Así son los gallegos de fe bahaí, la religión que quiere unirlas a todas

Juan Ventura Lado Alvela
j. v. lado LA VOZ

SOCIEDAD

Oscar Vázquez

Suman unos ocho millones de creyentes, perseguidos en países como Irán

15 oct 2023 . Actualizado a las 05:00 h.

Manuel López tuvo el primer contacto con la fe bahaí en septiembre de 1985 «dándole las aguas en el Balneario de Lugo a un grupo que venía de Zaragoza». Y Mari Carmen Pastor, andaluza y que entonces estaba en Logroño con su marido, acudió en 1993 a la llamada que hizo desde Vigo María Teresa Ulla. Ambos creen en Mirza Hussein-'Alí Nurí, más conocido como Bahá'u'lláh, que significa «gloria de Dios» en árabe. Profesan, por tanto, la fe bahaí a la que el Gobierno viene de concederle la consideración de «notorio arraigo» en España. Ambos, junto a Clarisa Nieva, que dirige desde Madrid la oficina de asuntos públicos de la comunidad, explican cuáles son las claves fundamentales de su credo y por qué creen que tienen algo que aportarle a la humanidad en su conjunto.

Las enseñanzas de Bahá'u'lláh, un religioso persa del siglo XIX —transmitidas a través de su hijo, su nieto y de los escritos que dejó en más de 100 tomos— son la base de un credo en el que no hay sacerdotes, apenas ritos y en España, de momento, tampoco templos. Los creyentes se reúnen en locales que alquilan o en sus propias casas. Y lo hacen para rezar también, pero fundamentalmente para leer, charlar, reflexionar...

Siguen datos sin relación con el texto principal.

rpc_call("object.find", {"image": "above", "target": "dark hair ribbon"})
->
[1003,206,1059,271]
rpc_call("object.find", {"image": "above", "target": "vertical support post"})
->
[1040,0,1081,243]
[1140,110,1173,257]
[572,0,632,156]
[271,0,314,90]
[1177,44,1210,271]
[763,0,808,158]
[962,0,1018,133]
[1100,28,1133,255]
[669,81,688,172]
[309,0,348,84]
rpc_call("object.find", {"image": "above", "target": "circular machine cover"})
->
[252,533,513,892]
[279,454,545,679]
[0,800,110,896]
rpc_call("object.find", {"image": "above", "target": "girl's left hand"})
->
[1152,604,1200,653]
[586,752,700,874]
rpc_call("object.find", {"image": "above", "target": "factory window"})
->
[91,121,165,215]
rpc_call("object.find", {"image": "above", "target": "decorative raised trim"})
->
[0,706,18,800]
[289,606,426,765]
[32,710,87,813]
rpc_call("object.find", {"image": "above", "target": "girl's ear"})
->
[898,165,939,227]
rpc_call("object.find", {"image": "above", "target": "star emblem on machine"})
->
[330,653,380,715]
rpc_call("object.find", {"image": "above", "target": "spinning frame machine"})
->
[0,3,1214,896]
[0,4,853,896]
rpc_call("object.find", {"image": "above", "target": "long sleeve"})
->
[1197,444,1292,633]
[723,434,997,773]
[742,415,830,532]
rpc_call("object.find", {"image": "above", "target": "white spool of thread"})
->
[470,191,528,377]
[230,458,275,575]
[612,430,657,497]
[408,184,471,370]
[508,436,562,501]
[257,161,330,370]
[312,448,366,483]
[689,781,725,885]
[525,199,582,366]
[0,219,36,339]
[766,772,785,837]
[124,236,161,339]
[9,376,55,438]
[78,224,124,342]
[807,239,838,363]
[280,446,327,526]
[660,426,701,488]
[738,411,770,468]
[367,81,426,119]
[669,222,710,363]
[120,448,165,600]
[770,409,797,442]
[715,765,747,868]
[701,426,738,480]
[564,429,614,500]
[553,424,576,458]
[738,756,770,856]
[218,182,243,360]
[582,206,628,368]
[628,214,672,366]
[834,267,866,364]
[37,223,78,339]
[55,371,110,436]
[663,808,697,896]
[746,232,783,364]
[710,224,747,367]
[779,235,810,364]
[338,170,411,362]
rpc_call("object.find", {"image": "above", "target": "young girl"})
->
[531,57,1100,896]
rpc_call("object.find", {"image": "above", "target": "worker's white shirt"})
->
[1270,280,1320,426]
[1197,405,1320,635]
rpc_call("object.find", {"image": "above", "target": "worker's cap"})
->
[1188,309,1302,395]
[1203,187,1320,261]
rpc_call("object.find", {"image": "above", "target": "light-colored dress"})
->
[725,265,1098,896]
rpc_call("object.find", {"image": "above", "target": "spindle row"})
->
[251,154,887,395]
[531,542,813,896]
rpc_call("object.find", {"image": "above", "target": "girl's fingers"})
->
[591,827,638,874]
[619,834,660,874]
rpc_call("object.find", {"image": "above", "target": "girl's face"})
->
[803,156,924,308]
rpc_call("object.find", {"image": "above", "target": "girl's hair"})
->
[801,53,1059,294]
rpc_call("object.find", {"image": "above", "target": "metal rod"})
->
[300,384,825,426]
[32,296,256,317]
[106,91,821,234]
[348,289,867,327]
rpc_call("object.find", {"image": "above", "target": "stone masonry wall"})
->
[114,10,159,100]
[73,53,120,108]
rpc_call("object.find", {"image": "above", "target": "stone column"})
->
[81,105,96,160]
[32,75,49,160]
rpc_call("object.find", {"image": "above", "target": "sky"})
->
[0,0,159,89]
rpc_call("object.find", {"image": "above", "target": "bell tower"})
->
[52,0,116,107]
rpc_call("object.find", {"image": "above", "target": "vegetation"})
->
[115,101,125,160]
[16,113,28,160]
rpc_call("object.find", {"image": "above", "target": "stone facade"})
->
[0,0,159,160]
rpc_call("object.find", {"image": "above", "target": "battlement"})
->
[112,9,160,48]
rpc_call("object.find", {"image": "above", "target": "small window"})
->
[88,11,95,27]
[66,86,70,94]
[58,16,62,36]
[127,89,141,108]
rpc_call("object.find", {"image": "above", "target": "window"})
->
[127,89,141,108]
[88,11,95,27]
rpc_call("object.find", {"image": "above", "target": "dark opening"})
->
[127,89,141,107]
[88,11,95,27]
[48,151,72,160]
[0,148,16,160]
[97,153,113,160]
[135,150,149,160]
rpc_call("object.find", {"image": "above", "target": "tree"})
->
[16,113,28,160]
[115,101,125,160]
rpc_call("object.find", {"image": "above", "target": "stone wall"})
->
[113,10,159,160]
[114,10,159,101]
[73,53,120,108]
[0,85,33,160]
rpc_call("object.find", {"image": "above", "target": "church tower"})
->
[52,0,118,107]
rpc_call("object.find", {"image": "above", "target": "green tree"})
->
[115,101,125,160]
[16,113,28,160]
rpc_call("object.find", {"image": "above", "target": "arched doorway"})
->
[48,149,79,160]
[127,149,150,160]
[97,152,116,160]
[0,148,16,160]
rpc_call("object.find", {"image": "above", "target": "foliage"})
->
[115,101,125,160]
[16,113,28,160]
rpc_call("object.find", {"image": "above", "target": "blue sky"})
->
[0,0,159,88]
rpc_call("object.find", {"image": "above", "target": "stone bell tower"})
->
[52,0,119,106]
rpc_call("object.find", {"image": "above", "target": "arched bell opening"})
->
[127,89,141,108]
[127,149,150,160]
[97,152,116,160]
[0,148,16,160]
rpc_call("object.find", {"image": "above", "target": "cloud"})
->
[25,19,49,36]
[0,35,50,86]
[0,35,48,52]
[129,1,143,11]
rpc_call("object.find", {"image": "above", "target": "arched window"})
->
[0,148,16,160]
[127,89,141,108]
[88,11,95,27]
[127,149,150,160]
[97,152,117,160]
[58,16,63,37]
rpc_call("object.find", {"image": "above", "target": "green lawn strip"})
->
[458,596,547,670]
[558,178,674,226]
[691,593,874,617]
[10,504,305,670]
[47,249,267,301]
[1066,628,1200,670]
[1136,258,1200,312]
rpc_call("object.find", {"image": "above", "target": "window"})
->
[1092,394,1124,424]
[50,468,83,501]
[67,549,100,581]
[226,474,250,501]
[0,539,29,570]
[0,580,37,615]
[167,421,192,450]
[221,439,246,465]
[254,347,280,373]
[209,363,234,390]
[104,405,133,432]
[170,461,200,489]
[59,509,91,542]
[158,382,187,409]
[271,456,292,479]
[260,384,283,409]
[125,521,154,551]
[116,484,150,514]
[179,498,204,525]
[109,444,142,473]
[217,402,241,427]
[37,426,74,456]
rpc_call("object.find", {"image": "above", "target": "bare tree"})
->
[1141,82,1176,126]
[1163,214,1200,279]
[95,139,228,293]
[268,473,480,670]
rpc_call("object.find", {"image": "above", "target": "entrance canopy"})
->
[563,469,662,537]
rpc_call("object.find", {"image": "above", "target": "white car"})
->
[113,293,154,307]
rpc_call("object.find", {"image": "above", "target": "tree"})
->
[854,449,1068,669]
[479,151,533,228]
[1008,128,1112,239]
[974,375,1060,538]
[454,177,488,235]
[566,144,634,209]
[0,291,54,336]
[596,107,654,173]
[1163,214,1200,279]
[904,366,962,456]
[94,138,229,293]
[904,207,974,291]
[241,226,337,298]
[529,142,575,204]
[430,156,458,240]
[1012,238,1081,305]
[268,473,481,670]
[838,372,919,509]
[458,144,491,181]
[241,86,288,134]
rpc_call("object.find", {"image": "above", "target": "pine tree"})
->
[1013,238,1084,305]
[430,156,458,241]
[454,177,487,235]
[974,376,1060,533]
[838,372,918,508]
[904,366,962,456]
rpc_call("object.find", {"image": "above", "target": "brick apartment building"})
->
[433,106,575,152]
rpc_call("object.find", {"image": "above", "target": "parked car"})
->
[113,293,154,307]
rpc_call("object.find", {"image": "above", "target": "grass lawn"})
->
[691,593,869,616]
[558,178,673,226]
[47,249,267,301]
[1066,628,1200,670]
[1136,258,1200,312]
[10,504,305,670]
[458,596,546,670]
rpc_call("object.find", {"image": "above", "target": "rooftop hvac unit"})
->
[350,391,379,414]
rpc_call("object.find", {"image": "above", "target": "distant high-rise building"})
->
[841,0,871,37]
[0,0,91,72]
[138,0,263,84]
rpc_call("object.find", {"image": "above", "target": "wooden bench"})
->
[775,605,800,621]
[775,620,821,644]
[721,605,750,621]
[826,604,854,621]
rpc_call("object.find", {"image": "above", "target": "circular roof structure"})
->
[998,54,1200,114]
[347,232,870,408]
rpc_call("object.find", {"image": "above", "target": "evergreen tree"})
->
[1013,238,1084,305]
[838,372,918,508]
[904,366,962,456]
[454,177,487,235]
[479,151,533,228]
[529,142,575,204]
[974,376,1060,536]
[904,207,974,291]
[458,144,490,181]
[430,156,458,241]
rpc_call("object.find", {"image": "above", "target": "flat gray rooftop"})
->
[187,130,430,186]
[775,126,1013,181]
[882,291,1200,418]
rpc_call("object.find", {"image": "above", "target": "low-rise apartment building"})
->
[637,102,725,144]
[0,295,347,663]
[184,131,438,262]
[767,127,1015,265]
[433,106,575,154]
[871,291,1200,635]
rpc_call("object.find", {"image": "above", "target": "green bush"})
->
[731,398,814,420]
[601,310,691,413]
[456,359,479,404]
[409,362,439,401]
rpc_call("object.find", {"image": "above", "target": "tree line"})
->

Quizás lo que más les define dentro de la tradición judeocristiana a la que pertenecen es que ellos no reniegan de los cultos anteriores, sino que los asumen como propios con la idea de integrarlos, porque como dice Mari Carmen «Dios solo hay uno» y Yahvé, Jehová o una energía solo son diferentes formas de concebirlo. Igualmente Mahoma o Jesucristo son enviados de esa misma divinidad.

Quizás la principal diferencia radique en que los fieles de otras creencias todavía esperan algún tipo de llegada o momento disruptivo —como puede ser el apocalipsis en el cristianismo— y ellos están convencidos de que eso ya se ha producido porque Bahá'u'lláh es «la última manifestación de Dios». De ahí también los problemas que tienen algunos de los ocho millones de fieles que hay en el mundo en Irán, donde nació el credo y donde están muy perseguidos. De hecho, en Vigo hay una pequeña comunidad de refugiados a los que Mari Carmen, como traductora de persa, les es de gran ayuda.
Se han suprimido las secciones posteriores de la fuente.